The competition for greater economic freedom has spread from Shanghai to Guangdong's Hengqin, Qianhai and Nansha to Tianjin, Shandong and Fujian.
So far, the central government has only cleared Shanghai for the coveted position, in an uncharacteristically fast approval process that took less than three months.
Analysts and accountants say the speed at which Shanghai was granted the status shows the government's strong determination to spur the development of provincial economies and to gradually liberalise the capital account.
They say one way for Hong Kong to retain its dual status as a global financial hub and the gateway to the mainland is by sharpening its tools to facilitate yuan flow across the border.
The Shanghai model, if successful, will be replicated in other cities, in a strategy the State Council mapped out in its five-year plan to 2015.
Likening the mainland cities and Hong Kong to a class of star students in perpetual competition, Deloitte tax and business advisory partner Caesar Wong said Hong Kong must carve out a well devised plan for its development for the next decade and beyond.
"Hong Kong has been a top student for years," Wong said. "But the risks of other students catching up are growing so much and so fast that it has to plan beyond the next decade and take prompt actions."
He said the way out was deeper and greater integration with Guangdong by participating in the planned development of the new economic zones in Hengqin, Qianhai and Nansha.
"Hong Kong should make good use of its strength in financial services, logistics and free flow of information and IT services," Wong said. "This is something other mainland cities can't match in the near future."
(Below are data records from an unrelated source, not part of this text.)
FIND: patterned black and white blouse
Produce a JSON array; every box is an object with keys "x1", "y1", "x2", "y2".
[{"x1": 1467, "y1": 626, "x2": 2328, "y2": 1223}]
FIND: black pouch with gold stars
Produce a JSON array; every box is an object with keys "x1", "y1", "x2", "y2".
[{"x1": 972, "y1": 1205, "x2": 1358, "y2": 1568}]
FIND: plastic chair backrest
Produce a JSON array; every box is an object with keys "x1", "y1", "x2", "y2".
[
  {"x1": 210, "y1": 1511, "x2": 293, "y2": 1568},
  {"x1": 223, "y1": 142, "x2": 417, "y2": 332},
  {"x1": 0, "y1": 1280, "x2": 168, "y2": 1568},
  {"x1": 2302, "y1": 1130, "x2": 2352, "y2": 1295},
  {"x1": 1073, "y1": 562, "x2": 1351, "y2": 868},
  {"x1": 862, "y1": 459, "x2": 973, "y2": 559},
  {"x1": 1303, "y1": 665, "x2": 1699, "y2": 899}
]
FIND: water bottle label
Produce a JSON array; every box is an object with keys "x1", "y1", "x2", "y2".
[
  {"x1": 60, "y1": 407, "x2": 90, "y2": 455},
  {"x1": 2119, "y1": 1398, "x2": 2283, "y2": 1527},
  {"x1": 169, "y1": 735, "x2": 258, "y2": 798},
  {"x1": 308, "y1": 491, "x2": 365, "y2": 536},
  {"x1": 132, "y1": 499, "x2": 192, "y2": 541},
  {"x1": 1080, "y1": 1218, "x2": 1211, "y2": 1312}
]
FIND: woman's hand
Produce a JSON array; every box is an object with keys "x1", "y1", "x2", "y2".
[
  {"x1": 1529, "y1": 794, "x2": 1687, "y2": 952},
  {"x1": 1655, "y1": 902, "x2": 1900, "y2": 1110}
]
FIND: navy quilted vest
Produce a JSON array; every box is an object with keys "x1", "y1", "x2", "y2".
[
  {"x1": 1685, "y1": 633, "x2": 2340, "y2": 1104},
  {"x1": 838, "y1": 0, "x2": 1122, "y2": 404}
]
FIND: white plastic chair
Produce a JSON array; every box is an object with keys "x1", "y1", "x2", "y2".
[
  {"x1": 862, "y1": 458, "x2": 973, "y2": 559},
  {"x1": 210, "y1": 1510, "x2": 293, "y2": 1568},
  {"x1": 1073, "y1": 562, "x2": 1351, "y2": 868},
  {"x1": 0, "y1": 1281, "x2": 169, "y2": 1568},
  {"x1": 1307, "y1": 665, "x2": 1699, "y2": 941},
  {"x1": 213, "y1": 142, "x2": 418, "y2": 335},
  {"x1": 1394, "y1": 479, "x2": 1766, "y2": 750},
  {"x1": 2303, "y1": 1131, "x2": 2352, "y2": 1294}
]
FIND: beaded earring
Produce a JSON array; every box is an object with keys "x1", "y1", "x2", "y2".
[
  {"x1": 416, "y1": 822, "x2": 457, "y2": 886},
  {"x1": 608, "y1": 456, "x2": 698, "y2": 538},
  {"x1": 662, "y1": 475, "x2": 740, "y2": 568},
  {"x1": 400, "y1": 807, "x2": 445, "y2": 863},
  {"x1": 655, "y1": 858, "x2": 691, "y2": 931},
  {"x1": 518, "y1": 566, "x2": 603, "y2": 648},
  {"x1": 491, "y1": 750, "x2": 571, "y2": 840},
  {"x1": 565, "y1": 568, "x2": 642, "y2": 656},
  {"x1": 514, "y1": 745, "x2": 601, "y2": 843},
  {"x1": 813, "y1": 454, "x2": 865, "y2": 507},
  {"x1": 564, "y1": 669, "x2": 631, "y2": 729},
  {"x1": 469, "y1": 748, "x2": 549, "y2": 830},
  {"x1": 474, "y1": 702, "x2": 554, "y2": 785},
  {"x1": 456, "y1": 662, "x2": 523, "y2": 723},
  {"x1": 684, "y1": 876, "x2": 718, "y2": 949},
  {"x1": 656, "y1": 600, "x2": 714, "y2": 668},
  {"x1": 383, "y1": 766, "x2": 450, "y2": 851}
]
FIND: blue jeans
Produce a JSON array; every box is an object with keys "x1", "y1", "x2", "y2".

Pansy Ho Chiu-king, the managing director of transport and property group Shun Tak, said Hong Kong could no longer go it alone in economic development, particularly in view of 2015, when the Hong Kong-Zhuhai-Macau bridge would be ready.
"Should Hong Kong just remain as what it is and do nothing?" Ho said. "Of course not, it has to think further ahead for a time when the geographic differences are minimised and traffic flow in the Pearl River Delta intensifies as a result of more convenient transport links."
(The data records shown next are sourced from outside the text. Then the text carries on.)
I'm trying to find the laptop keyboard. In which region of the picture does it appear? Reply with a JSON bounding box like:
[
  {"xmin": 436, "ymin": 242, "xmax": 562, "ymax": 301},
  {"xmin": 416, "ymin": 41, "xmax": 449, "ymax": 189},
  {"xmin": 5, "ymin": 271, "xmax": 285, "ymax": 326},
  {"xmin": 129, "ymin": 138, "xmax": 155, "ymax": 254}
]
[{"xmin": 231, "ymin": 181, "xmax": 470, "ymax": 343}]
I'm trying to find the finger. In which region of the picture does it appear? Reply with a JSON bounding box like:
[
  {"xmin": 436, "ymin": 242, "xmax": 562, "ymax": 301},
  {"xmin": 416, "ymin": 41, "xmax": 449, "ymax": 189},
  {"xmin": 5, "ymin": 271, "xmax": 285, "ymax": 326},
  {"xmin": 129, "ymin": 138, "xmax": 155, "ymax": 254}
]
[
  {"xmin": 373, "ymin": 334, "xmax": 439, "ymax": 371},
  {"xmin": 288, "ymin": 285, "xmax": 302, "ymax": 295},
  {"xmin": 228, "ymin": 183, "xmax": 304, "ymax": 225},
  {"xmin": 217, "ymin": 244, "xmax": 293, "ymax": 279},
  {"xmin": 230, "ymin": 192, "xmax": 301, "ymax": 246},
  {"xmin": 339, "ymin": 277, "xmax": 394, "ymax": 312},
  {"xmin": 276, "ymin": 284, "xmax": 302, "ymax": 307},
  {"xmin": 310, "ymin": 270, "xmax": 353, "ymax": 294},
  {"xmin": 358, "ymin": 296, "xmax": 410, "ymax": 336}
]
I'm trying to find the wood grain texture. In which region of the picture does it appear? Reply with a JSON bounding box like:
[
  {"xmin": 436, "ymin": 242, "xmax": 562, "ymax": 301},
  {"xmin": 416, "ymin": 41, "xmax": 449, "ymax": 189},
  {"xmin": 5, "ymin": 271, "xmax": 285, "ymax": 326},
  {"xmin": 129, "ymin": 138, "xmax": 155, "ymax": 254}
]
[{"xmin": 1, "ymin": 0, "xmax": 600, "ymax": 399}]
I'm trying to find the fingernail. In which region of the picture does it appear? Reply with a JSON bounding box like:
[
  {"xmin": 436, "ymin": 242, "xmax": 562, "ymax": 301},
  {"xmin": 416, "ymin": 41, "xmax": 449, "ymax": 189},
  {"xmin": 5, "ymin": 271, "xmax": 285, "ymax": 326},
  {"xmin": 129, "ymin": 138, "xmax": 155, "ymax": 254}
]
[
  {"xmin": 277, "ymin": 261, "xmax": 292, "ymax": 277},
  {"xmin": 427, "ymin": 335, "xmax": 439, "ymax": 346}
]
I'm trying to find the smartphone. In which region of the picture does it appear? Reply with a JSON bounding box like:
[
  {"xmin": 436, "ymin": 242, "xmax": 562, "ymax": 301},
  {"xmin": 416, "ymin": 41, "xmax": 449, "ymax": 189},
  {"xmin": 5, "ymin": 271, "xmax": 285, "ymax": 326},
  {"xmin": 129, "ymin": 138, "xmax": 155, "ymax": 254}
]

ANZ economists said in a report Hong Kong would need to be proactive and revamp itself by reducing business costs, upgrading physical and soft infrastructure, maintaining political stability, and enhancing administrative efficiency.
Fang Zhou, an assistant chief research officer at the One Country Two Systems Research Institute, said the city should expand the variety of yuan financial products and strengthen the stock exchange as a platform for mainland companies to list.
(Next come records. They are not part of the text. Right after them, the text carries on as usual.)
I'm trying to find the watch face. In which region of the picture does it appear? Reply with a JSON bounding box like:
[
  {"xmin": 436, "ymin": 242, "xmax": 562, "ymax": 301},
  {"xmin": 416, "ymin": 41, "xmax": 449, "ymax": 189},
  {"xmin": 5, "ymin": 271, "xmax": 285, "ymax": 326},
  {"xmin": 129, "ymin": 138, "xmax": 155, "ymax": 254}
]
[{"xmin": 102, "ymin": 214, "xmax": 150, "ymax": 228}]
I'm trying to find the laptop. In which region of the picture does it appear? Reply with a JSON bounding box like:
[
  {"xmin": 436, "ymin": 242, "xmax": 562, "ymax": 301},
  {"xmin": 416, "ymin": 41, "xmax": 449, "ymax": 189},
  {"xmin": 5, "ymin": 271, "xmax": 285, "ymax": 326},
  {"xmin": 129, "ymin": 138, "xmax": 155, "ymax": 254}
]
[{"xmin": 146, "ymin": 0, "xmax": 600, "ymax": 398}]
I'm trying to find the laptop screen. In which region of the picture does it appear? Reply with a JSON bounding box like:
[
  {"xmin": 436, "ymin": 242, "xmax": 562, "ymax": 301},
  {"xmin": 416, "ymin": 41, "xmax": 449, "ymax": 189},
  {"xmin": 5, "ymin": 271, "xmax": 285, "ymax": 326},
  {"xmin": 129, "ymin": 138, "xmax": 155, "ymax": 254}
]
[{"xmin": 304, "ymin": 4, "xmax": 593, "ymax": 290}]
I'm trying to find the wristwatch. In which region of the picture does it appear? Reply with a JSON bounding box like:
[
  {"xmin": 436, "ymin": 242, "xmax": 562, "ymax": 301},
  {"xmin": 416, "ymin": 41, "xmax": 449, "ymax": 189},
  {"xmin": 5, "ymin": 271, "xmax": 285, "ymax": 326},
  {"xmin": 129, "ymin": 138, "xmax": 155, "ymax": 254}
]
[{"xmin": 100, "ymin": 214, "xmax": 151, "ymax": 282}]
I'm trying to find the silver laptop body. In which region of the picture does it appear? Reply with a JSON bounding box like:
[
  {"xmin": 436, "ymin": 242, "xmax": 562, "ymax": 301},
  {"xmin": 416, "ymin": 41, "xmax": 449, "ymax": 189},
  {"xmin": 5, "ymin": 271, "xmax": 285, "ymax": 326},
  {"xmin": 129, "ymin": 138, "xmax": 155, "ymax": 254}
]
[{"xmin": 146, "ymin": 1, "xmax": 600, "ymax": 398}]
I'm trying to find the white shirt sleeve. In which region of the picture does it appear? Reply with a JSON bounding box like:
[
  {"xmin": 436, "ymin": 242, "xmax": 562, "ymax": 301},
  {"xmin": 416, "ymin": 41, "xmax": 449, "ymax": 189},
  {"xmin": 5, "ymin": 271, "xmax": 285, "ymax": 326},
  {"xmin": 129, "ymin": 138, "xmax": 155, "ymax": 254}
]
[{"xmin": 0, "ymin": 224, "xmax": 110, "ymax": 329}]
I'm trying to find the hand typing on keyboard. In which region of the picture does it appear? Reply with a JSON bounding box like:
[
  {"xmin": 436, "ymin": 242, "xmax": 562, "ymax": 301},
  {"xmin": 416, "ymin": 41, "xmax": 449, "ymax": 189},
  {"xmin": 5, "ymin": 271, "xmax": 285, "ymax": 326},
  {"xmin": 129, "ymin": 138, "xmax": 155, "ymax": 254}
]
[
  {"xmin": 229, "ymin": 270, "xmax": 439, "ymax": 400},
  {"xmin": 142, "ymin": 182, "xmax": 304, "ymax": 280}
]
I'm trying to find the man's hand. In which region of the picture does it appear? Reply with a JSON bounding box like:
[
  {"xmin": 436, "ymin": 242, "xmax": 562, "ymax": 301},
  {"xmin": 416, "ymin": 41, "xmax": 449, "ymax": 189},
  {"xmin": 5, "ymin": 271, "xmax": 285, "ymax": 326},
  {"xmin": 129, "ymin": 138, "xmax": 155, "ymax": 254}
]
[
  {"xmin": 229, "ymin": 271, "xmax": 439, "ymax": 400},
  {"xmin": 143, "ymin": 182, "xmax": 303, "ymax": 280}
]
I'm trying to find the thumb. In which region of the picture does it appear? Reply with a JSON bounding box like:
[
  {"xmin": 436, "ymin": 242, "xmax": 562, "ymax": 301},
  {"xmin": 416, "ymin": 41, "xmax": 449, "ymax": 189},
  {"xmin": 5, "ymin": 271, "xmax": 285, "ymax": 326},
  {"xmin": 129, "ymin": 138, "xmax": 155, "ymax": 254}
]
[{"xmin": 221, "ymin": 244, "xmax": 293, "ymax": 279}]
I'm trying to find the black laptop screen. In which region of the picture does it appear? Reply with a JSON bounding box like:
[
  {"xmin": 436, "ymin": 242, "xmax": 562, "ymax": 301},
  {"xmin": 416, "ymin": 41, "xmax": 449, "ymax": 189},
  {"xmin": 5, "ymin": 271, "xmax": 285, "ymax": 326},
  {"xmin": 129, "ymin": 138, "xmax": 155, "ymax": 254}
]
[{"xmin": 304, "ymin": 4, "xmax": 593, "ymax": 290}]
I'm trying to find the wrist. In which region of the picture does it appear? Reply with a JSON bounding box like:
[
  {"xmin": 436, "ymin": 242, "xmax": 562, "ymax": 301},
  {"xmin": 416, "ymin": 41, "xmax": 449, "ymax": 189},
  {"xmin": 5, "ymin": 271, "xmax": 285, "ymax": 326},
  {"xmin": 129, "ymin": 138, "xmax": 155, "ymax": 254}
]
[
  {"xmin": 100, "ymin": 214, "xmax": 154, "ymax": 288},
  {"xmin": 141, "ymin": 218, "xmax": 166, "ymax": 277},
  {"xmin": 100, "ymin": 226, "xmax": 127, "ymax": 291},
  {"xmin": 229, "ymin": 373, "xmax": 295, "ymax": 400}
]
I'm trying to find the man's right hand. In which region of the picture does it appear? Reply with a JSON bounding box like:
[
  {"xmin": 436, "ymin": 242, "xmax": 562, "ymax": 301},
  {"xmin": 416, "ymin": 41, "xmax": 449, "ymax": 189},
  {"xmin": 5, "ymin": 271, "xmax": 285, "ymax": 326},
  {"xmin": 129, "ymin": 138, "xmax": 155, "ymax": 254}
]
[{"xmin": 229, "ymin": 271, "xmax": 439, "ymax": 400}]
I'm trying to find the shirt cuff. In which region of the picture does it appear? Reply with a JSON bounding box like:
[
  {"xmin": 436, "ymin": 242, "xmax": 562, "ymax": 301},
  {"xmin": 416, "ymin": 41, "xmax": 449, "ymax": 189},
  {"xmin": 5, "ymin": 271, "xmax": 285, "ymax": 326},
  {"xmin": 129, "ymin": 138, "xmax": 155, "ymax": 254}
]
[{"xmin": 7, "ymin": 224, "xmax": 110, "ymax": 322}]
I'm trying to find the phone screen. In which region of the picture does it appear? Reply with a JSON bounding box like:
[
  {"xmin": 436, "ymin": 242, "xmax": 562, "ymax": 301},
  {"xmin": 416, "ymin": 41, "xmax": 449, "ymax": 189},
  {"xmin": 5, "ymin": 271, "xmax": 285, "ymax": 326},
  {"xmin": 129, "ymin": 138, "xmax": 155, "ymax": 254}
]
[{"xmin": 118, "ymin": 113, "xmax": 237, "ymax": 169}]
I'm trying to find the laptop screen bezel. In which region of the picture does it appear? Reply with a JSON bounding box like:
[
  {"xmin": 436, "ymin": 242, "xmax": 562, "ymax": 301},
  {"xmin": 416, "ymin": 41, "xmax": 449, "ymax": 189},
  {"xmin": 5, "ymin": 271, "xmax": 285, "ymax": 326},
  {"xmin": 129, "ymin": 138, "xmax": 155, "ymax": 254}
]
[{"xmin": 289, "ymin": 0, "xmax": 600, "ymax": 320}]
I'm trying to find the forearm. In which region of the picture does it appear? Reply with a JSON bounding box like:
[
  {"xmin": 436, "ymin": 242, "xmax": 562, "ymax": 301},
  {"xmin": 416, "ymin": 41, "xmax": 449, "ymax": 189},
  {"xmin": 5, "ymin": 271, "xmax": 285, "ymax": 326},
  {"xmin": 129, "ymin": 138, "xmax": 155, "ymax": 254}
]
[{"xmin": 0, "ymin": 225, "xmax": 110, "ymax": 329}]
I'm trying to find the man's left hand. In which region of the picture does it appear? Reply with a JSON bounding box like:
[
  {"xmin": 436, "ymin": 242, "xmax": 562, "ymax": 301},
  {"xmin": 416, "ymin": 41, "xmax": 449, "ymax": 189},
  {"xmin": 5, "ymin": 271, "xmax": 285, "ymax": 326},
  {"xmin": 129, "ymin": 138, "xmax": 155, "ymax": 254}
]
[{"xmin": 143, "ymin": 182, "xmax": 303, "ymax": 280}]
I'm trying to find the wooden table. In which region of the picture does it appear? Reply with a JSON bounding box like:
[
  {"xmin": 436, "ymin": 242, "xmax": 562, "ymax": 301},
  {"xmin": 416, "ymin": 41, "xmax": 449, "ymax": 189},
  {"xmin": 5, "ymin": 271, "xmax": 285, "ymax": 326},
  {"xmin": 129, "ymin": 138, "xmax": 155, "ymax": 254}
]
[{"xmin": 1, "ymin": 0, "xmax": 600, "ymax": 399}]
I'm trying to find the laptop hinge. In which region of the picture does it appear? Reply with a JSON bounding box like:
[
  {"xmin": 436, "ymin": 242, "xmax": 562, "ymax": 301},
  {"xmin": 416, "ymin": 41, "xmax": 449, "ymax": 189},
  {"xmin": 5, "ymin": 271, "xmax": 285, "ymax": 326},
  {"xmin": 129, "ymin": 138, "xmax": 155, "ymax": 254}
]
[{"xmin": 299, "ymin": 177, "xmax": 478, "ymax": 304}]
"Hong Kong can complement the new zones in Guangdong," Fang said. "It should devise a mechanism to help yuan flow back to the mainland."
Fifteen Hong Kong banks have been allowed to offer a combined two billion yuan (HK$2.5 billion) in loans to companies in Qianhai to help fund the new economic zone, a move seen as encouraging yuan flow back to the mainland.
As of the end of June, Hong Kong had amassed the world's biggest pool of yuan deposits outside the mainland, at 698 billion yuan, followed by Singapore with 100 billion yuan, Taiwan 71 billion yuan and London 12 billion yuan, according to UBS.
These cities are jockeying for a bigger slice of the yuan business and to vie as a global offshore yuan settlement centre. The Shanghai free-trade zone, designed to test the viability of freer yuan movement, would also be a contender for that position.